We continue our look at Gaudium et Spes, starting with section 49 putting in a plug for true love. Yes, that’s how the document itself calls it, “true love.” Check it out:
The biblical Word of God several times urges the betrothed and the married to nourish and develop their wedlock by pure conjugal love and undivided affection.(10. Cf. Gen. 2:22-24, Prov. 5:15-20; 31:10-31; Tob. 8:4-8; Cant. 1:2-3; 1:16; 4:16-5, 1; 7:8-14; 1 Cor. 7:3-6; Eph 5:25-33.) Many (people) of our own age also highly regard true love between husband and wife as it manifests itself in a variety of ways depending on the worthy customs of various peoples and times.
I like what the following has to say:
This love is an eminently human one since it is directed from one person to another through an affection of the will; it involves the good of the whole person, and therefore can enrich the expressions of body and mind with a unique dignity, ennobling these expressions as special ingredients and signs of the friendship distinctive of marriage. This love God has judged worthy of special gifts, healing, perfecting and exalting gifts of grace and of charity. Such love, merging the human with the divine, leads the spouses to a free and mutual gift of themselves, a gift providing itself by gentle affection and by deed, such love pervades the whole of their lives:(11. Cf. Pius XI, encyclical letter Casti Connubii: AAS 22 (1930), p. 547 and 548; Denz.-Schoen. 3707.) indeed by its busy generosity it grows better and grows greater. Therefore it far excels mere erotic inclination, which, selfishly pursued, soon enough fades wretchedly away.
I had a good friend who, when she married, adopted a motto of sorts for her wedding program: “Love is a Decision.” Love indeed involves a conscious decision, and it might be that we place entirely too much on the notion of either personal attraction or the institution of marriage (sacramental or otherwise) in expecting that love to always be there, fiery and unchanged, without a willingness to work on it. Generosity is highly praised as a married virtue.

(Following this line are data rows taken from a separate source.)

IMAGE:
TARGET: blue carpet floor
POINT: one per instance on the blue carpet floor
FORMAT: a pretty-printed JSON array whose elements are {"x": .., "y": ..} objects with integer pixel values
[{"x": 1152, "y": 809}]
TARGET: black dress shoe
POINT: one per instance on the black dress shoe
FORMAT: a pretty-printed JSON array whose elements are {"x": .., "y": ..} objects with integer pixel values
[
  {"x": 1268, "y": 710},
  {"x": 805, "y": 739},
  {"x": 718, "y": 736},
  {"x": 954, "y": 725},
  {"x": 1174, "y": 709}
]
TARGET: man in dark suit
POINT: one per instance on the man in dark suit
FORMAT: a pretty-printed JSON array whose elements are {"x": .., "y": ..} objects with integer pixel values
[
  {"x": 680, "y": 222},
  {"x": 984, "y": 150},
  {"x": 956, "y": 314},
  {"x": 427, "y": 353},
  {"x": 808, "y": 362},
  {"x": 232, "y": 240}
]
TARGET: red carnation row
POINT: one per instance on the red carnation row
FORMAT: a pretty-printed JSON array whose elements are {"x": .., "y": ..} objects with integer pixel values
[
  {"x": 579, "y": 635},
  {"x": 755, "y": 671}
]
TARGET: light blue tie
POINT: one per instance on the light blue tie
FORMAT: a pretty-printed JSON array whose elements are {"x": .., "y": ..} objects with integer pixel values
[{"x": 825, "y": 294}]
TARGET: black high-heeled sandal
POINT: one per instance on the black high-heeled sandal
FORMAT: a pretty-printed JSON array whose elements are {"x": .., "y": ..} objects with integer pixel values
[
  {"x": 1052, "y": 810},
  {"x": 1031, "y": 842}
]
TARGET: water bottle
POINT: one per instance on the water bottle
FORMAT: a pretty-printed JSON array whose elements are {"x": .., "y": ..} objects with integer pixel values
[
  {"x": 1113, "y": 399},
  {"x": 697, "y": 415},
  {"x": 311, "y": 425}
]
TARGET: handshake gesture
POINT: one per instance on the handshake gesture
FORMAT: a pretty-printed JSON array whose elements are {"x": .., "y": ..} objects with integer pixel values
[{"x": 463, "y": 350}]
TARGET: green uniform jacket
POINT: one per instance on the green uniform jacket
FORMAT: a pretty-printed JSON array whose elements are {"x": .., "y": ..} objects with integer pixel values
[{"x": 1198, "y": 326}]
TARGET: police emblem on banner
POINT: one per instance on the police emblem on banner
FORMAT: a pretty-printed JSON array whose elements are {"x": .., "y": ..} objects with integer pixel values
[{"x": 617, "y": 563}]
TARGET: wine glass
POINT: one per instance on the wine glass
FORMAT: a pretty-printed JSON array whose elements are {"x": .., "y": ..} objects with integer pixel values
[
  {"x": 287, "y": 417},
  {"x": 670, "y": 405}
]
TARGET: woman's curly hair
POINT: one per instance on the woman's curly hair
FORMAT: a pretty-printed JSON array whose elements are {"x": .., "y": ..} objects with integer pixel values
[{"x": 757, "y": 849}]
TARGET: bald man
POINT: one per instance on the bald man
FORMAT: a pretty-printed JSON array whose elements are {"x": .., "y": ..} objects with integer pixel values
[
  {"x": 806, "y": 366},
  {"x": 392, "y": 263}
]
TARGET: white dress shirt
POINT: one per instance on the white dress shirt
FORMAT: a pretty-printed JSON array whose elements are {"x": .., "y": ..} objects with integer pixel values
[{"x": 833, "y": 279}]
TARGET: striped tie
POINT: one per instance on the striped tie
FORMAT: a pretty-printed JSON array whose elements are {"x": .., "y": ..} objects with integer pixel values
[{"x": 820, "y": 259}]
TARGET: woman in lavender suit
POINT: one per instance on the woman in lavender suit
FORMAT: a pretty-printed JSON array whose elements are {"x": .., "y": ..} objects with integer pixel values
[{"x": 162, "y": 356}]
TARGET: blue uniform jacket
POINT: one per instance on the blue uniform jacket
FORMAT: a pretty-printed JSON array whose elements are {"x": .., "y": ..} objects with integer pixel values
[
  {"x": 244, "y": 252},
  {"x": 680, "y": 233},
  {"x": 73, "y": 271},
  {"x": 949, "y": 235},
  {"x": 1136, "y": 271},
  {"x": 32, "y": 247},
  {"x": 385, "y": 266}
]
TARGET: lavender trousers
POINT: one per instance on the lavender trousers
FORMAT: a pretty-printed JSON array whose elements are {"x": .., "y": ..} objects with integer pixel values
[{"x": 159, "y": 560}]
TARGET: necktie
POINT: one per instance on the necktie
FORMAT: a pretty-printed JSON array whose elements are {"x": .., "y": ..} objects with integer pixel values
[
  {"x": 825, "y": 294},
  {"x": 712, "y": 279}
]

More clergy preparing couples for marriage should make use of this:
This love is uniquely expressed and perfected through the appropriate enterprise of matrimony. The actions within marriage by which the couple are united intimately and chastely are noble and worthy ones. Expressed in a manner which is truly human, these actions promote that mutual self-giving by which spouses enrich each other with a joyful and a ready will. Sealed by mutual faithfulness and be allowed above all by Christs sacrament, this love remains steadfastly true in body and in mind, in bright days or dark. It will never be profaned by adultery or divorce. Firmly established by the Lord, the unity of marriage will radiate from the equal personal dignity of wife and husband, a dignity acknowledged by mutual and total love. The constant fulfillment of the duties of this Christian vocation demands notable virtue. For this reason, strengthened by grace for holiness of life, the couple will painstakingly cultivate and pray for steadiness of love, large heartedness and the spirit of sacrifice.
GS again riases the notion that Christian marriage is not a wholly private affair. One ideal is that it should be an example for the world. Note the council bishops stressing the need for psychological renewal: the “soft” sciences are to be molded for use in the Reign of God, not avoided.
Authentic conjugal love will be more highly prized, and wholesome public opinion created about it if Christian couples give outstanding witness to faithfulness and harmony in their love, and to their concern for educating their children also, if they do their part in bringing about the needed cultural, psychological and social renewal on behalf of marriage and the family. Especially in the heart of their own families, young people should be aptly and seasonably instructed in the dignity, duty and work of married love. Trained thus in the cultivation of chastity, they will be able at a suitable age to enter a marriage of their own after an honorable courtship.
And a marriage should also be an example for children in the household.